Re: [PATCH v3] RDMA/rxe: Generate a completion on error after getting a wqe

From: "yangx.jy@fujitsu.com" <yangx.jy@fujitsu.com>
To: Bob Pearson <rpearsonhpe@gmail.com>,
	"leon@kernel.org" <leon@kernel.org>,
	"jgg@nvidia.com" <jgg@nvidia.com>
Cc: "linux-rdma@vger.kernel.org" <linux-rdma@vger.kernel.org>
Subject: Re: [PATCH v3] RDMA/rxe: Generate a completion on error after getting a wqe
Date: Fri, 8 Apr 2022 03:14:53 +0000	[thread overview]
Message-ID: <81115ff0-a076-7292-8dad-49c9d5666b87@fujitsu.com> (raw)
In-Reply-To: <5c806f62-d258-7860-4b6b-416adc603879@gmail.com>

Hi Bob,

Thanks a lot for your detailed comments.

On 2022/4/8 5:39, Bob Pearson wrote:
> On 3/31/22 07:02, Xiao Yang wrote:
>> Current rxe_requester() doesn't generate a completion on error after
>> getting a wqe. Fix the issue by calling rxe_completer() on error.
>>
>> Signed-off-by: Xiao Yang <yangx.jy@fujitsu.com>
>> ---
>>   drivers/infiniband/sw/rxe/rxe_req.c | 24 ++++++++++++------------
>>   1 file changed, 12 insertions(+), 12 deletions(-)
>>
>> diff --git a/drivers/infiniband/sw/rxe/rxe_req.c b/drivers/infiniband/sw/rxe/rxe_req.c
>> index ae5fbc79dd5c..01ae400e5481 100644
>> --- a/drivers/infiniband/sw/rxe/rxe_req.c
>> +++ b/drivers/infiniband/sw/rxe/rxe_req.c
>> @@ -648,26 +648,24 @@ int rxe_requester(void *arg)
>>   		psn_compare(qp->req.psn, (qp->comp.psn +
>>   				RXE_MAX_UNACKED_PSNS)) > 0)) {
>>   		qp->req.wait_psn = 1;
>> -		goto exit;
>> +		goto qp_op_err;
>>   	}
> This isn't an error.

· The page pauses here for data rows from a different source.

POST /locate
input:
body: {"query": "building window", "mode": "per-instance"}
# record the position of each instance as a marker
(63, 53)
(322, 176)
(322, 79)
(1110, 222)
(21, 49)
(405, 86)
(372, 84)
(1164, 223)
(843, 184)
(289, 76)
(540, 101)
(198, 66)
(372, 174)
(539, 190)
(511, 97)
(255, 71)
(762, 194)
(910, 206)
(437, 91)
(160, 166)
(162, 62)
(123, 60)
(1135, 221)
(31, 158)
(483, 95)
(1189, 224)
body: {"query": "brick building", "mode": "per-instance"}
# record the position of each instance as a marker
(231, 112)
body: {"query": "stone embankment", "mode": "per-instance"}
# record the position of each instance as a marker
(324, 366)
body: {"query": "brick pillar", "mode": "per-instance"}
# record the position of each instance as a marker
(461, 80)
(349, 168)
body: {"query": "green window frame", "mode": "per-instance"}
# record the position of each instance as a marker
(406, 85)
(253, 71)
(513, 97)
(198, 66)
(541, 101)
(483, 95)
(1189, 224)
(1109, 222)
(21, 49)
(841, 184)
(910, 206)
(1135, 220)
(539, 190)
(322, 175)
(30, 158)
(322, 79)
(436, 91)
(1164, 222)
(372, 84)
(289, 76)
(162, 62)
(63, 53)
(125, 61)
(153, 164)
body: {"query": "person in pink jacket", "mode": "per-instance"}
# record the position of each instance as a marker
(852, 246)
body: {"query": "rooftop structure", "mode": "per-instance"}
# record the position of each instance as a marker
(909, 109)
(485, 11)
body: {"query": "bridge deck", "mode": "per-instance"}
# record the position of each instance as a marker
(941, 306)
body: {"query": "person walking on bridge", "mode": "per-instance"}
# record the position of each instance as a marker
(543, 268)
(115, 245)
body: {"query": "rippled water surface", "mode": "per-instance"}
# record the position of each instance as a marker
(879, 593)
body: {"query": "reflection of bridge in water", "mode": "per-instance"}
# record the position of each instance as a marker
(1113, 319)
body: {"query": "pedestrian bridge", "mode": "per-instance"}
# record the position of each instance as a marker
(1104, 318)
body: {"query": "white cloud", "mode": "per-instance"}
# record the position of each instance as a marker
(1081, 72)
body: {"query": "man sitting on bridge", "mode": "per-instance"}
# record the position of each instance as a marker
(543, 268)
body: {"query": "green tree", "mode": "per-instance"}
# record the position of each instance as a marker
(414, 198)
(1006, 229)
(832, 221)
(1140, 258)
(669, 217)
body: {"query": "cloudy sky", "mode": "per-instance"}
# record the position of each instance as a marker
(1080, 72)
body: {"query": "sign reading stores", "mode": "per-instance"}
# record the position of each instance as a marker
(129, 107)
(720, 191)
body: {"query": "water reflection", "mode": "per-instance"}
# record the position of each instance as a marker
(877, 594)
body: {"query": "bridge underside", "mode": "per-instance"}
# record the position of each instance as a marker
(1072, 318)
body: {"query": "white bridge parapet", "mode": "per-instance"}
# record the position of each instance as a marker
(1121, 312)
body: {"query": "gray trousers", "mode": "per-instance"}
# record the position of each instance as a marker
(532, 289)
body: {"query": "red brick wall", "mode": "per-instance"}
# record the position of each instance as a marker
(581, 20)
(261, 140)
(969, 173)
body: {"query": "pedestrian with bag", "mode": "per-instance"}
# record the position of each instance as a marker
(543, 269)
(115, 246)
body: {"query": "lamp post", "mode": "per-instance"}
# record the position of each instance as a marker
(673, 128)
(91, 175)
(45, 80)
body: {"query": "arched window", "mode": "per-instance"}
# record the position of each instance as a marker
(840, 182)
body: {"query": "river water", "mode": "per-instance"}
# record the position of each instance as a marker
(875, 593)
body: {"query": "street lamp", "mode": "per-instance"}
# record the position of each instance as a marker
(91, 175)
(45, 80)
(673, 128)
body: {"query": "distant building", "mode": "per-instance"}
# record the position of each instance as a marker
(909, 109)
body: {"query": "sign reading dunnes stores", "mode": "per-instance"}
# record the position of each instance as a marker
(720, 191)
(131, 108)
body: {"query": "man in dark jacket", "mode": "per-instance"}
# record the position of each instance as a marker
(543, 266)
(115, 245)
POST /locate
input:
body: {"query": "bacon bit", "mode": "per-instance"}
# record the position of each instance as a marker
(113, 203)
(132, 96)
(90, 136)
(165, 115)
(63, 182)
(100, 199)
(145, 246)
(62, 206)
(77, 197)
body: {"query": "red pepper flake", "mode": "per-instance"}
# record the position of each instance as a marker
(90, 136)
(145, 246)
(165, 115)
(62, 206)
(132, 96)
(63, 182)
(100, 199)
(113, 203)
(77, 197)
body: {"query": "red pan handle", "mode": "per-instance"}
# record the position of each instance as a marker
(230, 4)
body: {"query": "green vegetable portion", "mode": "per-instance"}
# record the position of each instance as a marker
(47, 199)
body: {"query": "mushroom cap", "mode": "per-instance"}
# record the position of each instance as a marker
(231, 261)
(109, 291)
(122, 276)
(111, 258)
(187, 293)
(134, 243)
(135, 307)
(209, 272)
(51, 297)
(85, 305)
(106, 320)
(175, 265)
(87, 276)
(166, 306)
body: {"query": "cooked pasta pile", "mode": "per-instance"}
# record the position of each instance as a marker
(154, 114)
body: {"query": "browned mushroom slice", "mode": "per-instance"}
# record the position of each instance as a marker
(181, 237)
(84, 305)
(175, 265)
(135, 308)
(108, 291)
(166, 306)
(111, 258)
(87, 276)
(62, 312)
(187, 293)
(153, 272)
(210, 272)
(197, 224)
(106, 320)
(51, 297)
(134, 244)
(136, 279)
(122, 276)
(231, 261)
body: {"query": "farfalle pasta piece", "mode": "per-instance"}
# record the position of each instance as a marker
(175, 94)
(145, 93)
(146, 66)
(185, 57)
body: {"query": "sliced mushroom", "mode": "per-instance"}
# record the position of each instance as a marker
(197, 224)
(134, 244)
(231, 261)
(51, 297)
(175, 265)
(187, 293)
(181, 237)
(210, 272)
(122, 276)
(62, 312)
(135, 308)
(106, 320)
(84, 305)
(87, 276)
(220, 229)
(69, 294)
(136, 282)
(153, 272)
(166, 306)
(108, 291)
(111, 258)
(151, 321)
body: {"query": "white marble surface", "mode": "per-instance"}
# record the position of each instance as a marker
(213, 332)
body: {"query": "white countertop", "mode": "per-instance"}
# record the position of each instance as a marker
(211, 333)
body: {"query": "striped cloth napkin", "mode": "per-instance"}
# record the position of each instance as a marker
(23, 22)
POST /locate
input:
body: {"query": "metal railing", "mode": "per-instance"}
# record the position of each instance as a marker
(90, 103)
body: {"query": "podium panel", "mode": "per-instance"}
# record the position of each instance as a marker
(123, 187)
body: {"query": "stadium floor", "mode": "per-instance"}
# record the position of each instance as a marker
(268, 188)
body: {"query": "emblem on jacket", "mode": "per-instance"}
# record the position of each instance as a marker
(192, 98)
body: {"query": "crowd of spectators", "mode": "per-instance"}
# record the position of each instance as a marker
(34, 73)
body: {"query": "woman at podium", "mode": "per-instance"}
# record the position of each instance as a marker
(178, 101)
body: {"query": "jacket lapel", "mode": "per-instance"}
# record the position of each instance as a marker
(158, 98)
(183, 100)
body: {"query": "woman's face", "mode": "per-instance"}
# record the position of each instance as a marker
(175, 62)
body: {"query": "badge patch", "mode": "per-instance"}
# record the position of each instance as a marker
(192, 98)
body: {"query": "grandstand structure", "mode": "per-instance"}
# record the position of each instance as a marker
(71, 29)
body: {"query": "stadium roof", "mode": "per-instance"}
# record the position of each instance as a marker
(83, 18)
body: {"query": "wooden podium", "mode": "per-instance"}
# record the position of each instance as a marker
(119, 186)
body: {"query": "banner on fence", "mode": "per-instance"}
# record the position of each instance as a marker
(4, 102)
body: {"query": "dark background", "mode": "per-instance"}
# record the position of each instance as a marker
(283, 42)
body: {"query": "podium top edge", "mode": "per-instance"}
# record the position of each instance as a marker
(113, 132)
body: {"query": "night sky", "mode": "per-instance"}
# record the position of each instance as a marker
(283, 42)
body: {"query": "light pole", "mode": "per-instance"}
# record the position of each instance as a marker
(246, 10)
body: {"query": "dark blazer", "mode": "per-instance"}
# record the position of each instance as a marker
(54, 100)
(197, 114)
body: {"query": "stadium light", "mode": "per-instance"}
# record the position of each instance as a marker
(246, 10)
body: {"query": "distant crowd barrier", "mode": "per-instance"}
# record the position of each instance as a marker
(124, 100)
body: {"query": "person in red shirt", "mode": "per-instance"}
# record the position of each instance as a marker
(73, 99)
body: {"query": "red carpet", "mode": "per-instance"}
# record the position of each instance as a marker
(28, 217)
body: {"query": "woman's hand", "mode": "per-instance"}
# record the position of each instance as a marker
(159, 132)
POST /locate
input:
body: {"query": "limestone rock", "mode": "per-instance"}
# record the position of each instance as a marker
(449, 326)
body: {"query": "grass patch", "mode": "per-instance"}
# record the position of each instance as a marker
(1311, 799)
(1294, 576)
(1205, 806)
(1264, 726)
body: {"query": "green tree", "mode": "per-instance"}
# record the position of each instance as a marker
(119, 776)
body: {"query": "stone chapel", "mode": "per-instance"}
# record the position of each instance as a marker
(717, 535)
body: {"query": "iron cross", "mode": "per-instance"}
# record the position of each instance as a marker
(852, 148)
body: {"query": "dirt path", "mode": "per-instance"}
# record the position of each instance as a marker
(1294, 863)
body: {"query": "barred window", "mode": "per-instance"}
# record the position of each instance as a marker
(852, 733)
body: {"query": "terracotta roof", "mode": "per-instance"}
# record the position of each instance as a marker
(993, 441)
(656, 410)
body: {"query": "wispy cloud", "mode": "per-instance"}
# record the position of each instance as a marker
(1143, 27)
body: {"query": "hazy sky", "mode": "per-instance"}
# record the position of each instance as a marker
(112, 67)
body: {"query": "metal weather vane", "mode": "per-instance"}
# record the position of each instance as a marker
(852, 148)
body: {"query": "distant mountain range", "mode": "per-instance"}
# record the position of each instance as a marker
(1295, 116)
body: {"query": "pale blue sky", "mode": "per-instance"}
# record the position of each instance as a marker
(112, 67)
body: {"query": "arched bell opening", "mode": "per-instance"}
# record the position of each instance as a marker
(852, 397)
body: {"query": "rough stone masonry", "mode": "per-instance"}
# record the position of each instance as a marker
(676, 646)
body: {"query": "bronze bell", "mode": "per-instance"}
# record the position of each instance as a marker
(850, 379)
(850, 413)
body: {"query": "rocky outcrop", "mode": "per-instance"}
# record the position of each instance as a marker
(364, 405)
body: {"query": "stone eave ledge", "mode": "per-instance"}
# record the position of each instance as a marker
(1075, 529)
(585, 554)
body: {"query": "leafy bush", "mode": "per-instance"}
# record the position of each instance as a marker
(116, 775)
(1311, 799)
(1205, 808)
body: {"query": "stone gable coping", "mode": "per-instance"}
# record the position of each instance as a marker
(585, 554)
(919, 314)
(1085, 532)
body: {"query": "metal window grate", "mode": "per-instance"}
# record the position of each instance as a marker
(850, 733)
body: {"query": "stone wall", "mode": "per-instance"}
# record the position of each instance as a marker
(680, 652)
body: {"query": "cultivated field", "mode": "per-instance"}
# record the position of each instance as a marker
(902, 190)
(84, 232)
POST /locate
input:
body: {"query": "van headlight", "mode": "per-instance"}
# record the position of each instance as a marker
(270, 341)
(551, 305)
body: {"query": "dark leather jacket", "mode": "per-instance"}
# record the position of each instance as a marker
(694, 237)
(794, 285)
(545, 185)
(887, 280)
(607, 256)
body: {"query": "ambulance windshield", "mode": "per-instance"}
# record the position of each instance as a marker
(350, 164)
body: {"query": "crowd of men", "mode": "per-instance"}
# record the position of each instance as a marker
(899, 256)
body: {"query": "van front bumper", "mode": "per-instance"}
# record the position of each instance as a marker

What is happening is the requester has advanced too far into the
> work request queue compared to what has been completed. So it sets a flag and exits the
> loop. When the completer finishes another completion it will reschedule the requester.
> RXE_MAX_UNACKED_PSNS is 128 so only 128 packets are allowed in the network without
> seeing an ack.

Got it.

>>   
>>   	/* Limit the number of inflight SKBs per QP */
>>   	if (unlikely(atomic_read(&qp->skb_out) >
>>   		     RXE_INFLIGHT_SKBS_PER_QP_HIGH)) {
>>   		qp->need_req_skb = 1;
>> -		goto exit;
>> +		goto qp_op_err;
>>   	}
> This also is not an error. Here there is a limit on the number SKBs in flight.
> The SKBs are consumed by the ethernet driver when the packet is put on the wire.
> This prevents the driver from using too much memory when the NIC is paused.

Got it.

>>   
>>   	opcode = next_opcode(qp, wqe, wqe->wr.opcode);
>> -	if (unlikely(opcode < 0)) {
>> -		wqe->status = IB_WC_LOC_QP_OP_ERR;
>> -		goto exit;
>> -	}
> This really is an error, but one that shouldn't happen under normal
> circumstances since it implies an illegal operation. Like attempting
> a write on a UD QP. Or causing an invalid opcode sequence.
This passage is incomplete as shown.